The simplest summary (I think?) of coalescence rate is to let T denote the empirical distribution of coalescence times (across loci and pairs of samples), and compute an estimate of - (d/dt) log P(T > t). We can get an empirical estimate of P(T > t) just using the ECDF, and then the estimate of the rate in a time bin is something like the proportion of pairs of lineages that go into the time bin that come out the other side, divided by the length of the time interval (I think?). This is very like using Kaplan-Meier curves in survival analysis, except that computing confidence intervals will take a bit of thinking as the pairwise coalescence times are obviously not independent.

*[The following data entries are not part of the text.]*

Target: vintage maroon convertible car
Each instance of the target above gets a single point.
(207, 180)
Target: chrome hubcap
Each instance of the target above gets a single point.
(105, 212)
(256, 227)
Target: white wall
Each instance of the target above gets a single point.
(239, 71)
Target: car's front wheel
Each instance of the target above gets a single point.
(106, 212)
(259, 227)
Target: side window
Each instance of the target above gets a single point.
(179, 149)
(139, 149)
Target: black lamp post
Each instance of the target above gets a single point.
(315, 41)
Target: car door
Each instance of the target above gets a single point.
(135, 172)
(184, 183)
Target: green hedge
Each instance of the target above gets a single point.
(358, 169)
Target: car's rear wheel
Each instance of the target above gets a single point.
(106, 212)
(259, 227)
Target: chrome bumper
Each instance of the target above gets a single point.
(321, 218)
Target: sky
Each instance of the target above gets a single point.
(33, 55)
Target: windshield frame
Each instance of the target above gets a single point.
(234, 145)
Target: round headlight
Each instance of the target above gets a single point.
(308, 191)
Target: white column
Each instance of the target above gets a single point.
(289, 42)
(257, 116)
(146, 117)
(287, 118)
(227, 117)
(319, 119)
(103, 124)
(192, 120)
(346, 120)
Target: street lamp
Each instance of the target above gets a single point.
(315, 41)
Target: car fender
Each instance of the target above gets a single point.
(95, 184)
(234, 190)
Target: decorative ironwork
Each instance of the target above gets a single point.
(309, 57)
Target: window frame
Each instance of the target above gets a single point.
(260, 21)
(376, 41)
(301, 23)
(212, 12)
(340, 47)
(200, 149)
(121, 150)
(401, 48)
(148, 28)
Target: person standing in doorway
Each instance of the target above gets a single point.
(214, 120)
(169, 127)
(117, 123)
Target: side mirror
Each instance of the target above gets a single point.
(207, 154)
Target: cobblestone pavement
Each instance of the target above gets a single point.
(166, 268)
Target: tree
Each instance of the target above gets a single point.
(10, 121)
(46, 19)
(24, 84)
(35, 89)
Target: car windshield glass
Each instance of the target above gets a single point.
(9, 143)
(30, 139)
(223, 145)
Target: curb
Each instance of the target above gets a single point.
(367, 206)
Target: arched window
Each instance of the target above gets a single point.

nspope commented 2 years ago

EDIT: I was wrong, for the reason described here.

My approach for confidence intervals has been to calculate counts of coalescent events in time windows separately for disjoint pairs of tips (so that each pair is independent). Then treat the total number of coalescent events within a time window as a Poisson process with rate d_e * p_e/N_e where d_e is the duration of window e, N_e is the effective population size in that window, and p_e is the number of independent pairs that haven't coalesced by the beginning of the window. The MLE & std error are straightforward in this case. This is justified when there's a bunch of independent trees because the coalescent is a Markov process (so its associated counting process is a Poisson process).

To get valid confidence intervals using all possible pairs of tips, maybe resampling would work ... Like calculating counts of coalescent events through time separately for all pairs, then bootstrapping by sampling these "count trajectories" with replacement? It seems really challenging to come up with a bootstrapping scheme that would replicate the dependence between pairs.

Likewise, I don't know of a way to incorporate dependence between nearby trees without resampling. Such as calculating these statistics across disjoint intervals of the tree sequence, and bootstrapping these intervals.